Astronomers find Pluto-sized objects using ALMA

Harvard astronomers have found Pluto-sized objects moving around the sun. According to the published paper, these objects can be closely related with stars too. The discovery was made by using the Atacama Large Millimeter/submillimeter Array (ALMA), a radio telescope setup in Chile.

With ALMA’s help, they keep tabs on star HD 107146 and the protoplanetary disk that surrounds it. Currently, the scientists observed an uptick in the amount of dust particles visible in the out rings of the disk.

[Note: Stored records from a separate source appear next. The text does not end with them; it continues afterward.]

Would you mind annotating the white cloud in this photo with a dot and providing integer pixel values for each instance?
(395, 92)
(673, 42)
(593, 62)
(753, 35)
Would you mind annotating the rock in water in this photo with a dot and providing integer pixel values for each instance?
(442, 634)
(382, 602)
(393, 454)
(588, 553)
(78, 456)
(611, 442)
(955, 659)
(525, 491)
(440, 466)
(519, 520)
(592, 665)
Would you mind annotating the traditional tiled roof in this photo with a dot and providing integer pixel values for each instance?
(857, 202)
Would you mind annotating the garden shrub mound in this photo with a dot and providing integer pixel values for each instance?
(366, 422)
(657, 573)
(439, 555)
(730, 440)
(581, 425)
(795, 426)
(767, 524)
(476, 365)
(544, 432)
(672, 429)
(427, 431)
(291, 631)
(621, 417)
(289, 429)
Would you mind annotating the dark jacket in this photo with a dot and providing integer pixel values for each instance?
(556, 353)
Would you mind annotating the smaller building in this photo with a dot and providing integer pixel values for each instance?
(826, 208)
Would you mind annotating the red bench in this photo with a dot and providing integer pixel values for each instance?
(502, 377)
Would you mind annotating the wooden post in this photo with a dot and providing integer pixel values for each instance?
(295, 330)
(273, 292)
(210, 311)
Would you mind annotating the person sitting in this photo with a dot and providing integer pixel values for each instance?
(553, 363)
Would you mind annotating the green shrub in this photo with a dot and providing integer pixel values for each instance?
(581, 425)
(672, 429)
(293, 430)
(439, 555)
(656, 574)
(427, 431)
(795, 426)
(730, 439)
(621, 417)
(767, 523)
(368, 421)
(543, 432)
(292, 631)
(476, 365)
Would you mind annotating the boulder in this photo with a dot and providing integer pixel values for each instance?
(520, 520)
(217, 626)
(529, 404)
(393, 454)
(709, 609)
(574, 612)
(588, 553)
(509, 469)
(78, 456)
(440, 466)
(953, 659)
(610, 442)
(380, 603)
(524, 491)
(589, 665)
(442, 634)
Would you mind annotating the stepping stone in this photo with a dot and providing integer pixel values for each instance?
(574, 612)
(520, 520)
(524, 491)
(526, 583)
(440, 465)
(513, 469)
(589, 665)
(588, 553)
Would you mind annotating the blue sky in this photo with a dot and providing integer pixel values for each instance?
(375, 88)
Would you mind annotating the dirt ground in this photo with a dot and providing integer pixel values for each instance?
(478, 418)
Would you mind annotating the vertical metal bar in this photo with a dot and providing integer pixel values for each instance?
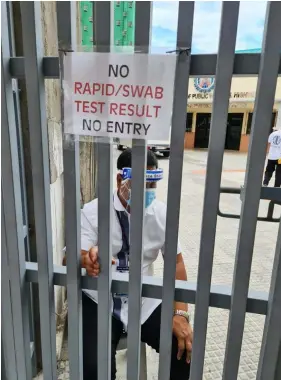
(66, 23)
(272, 330)
(104, 182)
(278, 366)
(33, 52)
(142, 40)
(270, 58)
(7, 339)
(184, 39)
(224, 70)
(12, 209)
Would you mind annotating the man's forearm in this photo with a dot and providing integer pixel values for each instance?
(180, 275)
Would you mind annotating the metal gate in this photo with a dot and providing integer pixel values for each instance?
(17, 273)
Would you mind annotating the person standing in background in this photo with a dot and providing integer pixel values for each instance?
(273, 159)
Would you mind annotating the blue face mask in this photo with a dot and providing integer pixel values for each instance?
(150, 195)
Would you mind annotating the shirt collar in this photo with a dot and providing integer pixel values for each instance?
(119, 207)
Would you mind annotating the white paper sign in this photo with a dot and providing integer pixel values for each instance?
(119, 95)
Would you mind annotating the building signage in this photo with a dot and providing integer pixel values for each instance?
(119, 95)
(204, 85)
(232, 95)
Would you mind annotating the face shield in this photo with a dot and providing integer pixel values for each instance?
(152, 177)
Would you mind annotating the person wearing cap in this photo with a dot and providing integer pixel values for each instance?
(273, 159)
(153, 244)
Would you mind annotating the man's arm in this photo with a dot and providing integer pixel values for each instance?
(181, 326)
(180, 275)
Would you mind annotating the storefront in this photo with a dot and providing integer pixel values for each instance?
(240, 112)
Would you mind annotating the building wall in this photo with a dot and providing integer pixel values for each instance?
(242, 95)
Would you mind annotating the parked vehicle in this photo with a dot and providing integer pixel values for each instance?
(157, 146)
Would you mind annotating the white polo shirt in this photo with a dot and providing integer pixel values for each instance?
(153, 243)
(275, 145)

Dust within the debris disk is usually the result of material left over from when a planet forms. The astronomers say the freshly kicked-up dust around of the debris disk is proof of the creation of new Pluto-sized planetesimals.

Planetesimals are solid objects that are analyzed in a young solar system’s debris disk. They are large enough to affect surroundings rock, dust and gas. However, they are not very large to be considered as a protoplanet or secure a stable orbit around its sun.

Luca Ricci, a scientist at the Harvard-Smithsonian Center for Astrophysics, the lead author of the study, said, “The dust in HD 107146 unearthed this very amazing feature it gets thicker in the very distant outer reaches of the star’s disk. The surprising part is that this is the opposite of what we see in younger primordial disks where the dust is denser near the star”.

Furthermore, Luca said the research team might have possibly captured this particular debris disk at a stage in which Pluto-size planetesimals are developing right now in the outer disk while other Pluto-size bodies have already been noticed closer to the star.

The details of this research that are related to the new observations will soon be issued in the Astrophysical Journal.